5 Best Exercises to Recover Following an Ankle Sprain
An ankle sprain is a common injury that can lead to pain, swelling, and difficulty walking. It’s a common problem and many people seek advice and treatment following an ankle sprain. Unfortunately, research tells us that around 75% of ankle sprains are recurrent, so getting the right rehab is key early on.
Why are ankle sprains so painful?
Ankle sprains are painful because they cause damage to the ligaments that connect the bones of the foot and ankle. When the ligaments are stretched or torn, they can cause inflammation, swelling, and instability in the joint, which can be very painful. The acute inflammation is the biggest issue, as that causes a lot of pain and stiffness in the ankle.

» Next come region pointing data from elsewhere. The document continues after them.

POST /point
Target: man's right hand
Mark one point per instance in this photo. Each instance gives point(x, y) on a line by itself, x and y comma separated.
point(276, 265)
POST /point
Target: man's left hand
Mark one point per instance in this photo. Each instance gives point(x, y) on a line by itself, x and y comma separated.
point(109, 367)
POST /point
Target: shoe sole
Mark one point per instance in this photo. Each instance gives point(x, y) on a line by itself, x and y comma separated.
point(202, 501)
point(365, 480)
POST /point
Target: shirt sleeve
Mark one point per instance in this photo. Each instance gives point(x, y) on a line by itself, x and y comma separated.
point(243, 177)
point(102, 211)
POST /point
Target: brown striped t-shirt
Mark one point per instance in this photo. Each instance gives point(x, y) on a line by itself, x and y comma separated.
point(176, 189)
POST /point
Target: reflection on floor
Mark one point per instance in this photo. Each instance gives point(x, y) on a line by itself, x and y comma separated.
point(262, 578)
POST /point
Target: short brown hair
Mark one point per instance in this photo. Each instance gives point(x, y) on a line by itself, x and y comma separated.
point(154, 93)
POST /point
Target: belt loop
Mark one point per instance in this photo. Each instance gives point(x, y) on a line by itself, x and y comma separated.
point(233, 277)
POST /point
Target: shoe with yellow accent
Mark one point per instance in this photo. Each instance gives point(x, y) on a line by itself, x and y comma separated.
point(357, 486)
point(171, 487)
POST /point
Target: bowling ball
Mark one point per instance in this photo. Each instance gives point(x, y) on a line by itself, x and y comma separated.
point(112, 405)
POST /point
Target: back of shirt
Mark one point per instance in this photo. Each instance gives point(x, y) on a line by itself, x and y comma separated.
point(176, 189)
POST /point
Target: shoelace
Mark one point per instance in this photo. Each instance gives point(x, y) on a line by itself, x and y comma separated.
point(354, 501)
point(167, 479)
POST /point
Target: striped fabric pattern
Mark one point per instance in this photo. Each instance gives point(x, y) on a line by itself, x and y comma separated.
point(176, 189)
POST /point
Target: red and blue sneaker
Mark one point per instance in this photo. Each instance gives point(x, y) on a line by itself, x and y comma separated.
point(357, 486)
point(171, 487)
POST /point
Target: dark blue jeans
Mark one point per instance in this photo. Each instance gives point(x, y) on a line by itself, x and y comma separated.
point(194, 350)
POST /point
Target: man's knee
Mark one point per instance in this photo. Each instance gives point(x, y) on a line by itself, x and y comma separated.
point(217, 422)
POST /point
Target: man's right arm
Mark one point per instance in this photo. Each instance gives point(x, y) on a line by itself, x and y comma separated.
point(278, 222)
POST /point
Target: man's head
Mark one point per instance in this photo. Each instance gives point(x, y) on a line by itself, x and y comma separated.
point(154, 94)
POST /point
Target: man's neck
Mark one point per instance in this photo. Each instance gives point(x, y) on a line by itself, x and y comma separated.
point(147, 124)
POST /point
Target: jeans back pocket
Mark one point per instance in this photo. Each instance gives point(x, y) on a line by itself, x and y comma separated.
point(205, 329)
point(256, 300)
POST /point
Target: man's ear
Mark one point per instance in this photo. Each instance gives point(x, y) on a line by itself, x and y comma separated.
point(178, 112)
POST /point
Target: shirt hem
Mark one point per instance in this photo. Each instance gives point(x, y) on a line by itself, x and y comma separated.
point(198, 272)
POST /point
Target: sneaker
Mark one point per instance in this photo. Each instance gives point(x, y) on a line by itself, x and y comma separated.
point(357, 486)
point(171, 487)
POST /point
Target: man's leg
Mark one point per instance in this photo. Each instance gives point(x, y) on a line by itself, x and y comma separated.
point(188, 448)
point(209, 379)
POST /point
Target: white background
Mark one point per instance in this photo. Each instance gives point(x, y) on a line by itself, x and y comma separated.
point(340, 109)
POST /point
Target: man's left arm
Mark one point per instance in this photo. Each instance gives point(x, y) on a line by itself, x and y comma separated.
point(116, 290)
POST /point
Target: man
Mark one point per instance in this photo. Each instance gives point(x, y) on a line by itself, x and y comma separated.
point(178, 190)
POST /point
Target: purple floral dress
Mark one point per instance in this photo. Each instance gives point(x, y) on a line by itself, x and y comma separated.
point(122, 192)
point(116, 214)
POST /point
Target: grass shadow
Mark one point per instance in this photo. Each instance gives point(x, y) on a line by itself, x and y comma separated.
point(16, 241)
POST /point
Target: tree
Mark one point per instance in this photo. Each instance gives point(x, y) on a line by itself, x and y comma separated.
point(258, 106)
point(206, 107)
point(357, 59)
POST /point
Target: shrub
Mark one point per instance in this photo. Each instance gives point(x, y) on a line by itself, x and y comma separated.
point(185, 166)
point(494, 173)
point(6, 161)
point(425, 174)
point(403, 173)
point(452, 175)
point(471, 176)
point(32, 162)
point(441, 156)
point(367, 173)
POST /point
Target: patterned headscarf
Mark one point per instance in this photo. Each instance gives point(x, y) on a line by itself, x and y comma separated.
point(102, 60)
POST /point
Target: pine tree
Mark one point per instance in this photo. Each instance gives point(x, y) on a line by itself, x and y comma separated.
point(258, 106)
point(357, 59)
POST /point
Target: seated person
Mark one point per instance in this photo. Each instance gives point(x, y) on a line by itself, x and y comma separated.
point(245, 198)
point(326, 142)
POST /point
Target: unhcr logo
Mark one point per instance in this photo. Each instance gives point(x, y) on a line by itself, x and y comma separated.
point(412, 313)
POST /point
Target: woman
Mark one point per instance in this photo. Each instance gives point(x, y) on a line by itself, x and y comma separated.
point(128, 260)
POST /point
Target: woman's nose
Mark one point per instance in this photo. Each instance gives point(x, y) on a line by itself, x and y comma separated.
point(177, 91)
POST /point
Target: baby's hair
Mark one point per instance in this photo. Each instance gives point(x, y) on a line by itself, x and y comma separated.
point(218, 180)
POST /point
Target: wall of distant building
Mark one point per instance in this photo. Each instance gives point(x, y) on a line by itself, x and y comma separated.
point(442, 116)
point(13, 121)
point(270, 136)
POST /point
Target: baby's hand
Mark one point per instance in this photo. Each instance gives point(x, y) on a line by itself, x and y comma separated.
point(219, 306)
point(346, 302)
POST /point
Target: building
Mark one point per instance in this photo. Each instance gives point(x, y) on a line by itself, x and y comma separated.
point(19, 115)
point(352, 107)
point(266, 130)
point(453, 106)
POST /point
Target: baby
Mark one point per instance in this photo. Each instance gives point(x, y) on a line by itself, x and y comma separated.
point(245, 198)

How do most people sprain their ankle?
At Surrey Physio we see a lot of people come in with sprained ankles. It is a common injury and very problematic. Most ankle sprains occur when the foot is suddenly and forcefully twisted inwards, causing the ligaments on the outside of the ankle to stretch or tear. This type of injury is often caused by a sudden change in direction or when the foot lands on an uneven surface.
Should I seek medical attention?
A sprained ankle can cause pain, swelling, and bruising around the ankle. In some cases, the ligaments may be stretched beyond their normal range of motion, leading to instability. If the ankle is still unstable after the initial sprain, it is important to seek medical attention to ensure that the injury is properly treated. In addition, if you heard a pop or a crack, seek advice. If you are unable to weight-bear through your ankle, go to see one of our physio or osteopathy team at Surrey Physio. In addition, if you suffered trauma (for example, another player took you out on a football field), then seek advice from our team. Obviously, acute injuries need to go to Accident and Emergency to rule our a fracture.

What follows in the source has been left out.